Have you heart about the ongoing research to generate electrical power using the temperature gradient of the ocean? Lockheed Martin started working on the idea in the 1970's, with an intermission in funding due to Republican presidents. Lockheed is teaming up with MIT now to give it another try. The Navy is also getting involved in the research, because they'd like to power bases this way.
Of course this technology will not be our energy salvation. For it to be a reasonable option you need both deep ocean and warm tropical currents nearby. But it could be one more piece of the puzzle of how to reduce our dependence on fossil fuels.
It looks like the first place a full scale model will be tested if off the coast of Hawaii.

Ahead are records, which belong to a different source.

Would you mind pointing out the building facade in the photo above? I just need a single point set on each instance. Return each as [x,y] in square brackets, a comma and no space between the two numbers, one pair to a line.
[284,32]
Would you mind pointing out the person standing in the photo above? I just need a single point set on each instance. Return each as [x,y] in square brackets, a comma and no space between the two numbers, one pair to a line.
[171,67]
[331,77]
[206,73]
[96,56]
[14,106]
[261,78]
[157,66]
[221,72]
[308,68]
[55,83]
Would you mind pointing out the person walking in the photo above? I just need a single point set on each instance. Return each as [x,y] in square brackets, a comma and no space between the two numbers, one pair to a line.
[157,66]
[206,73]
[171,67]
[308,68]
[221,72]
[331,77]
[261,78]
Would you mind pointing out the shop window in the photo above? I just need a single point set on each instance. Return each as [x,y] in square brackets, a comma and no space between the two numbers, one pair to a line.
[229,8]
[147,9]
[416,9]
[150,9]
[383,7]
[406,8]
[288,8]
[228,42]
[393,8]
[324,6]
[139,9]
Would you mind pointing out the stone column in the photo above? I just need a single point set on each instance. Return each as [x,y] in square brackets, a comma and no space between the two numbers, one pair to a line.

The Pacific around Hawaii is already much changed. I think I may have posted about the islands of mucilage that are floating around, and the way that the beaches there seem to host more than their fair share of antibiotic resistant Staphylococcus.

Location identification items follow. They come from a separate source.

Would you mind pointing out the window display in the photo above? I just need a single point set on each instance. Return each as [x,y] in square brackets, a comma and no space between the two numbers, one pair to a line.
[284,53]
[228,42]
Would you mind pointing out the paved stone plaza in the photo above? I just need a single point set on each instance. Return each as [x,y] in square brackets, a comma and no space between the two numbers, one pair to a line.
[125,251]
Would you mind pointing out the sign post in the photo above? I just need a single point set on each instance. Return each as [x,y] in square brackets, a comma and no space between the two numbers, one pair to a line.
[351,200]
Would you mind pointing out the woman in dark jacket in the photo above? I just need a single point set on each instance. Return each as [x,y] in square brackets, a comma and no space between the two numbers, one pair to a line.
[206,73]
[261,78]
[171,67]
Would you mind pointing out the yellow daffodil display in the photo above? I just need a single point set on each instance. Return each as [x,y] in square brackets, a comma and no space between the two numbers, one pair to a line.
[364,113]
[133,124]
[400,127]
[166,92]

The questions that I do not see being addressed involved what impact the temperature changes down-current from the plants will have. If we alter or lose the stratification of cold and warm water in the ocean, it is sure to impact the species that live there. It might even change the currents, and from that the weather on neighboring continents. Anything that we choose to do on a grand scale may have even grander effects. We need to test such ideas with an eye to the future, rather than simply implementing broadly anything that seems to work.
I found out about this from a post on the _scientists_ community though I must say that the scientists there are not particularly eager to entertain new ideas. Their comments so far on this post are snarky, and I get the impression that the poster is not respected. Still, I am willing to entertain any grand new idea that purports to offer a major power source for our future. What do you think of this one?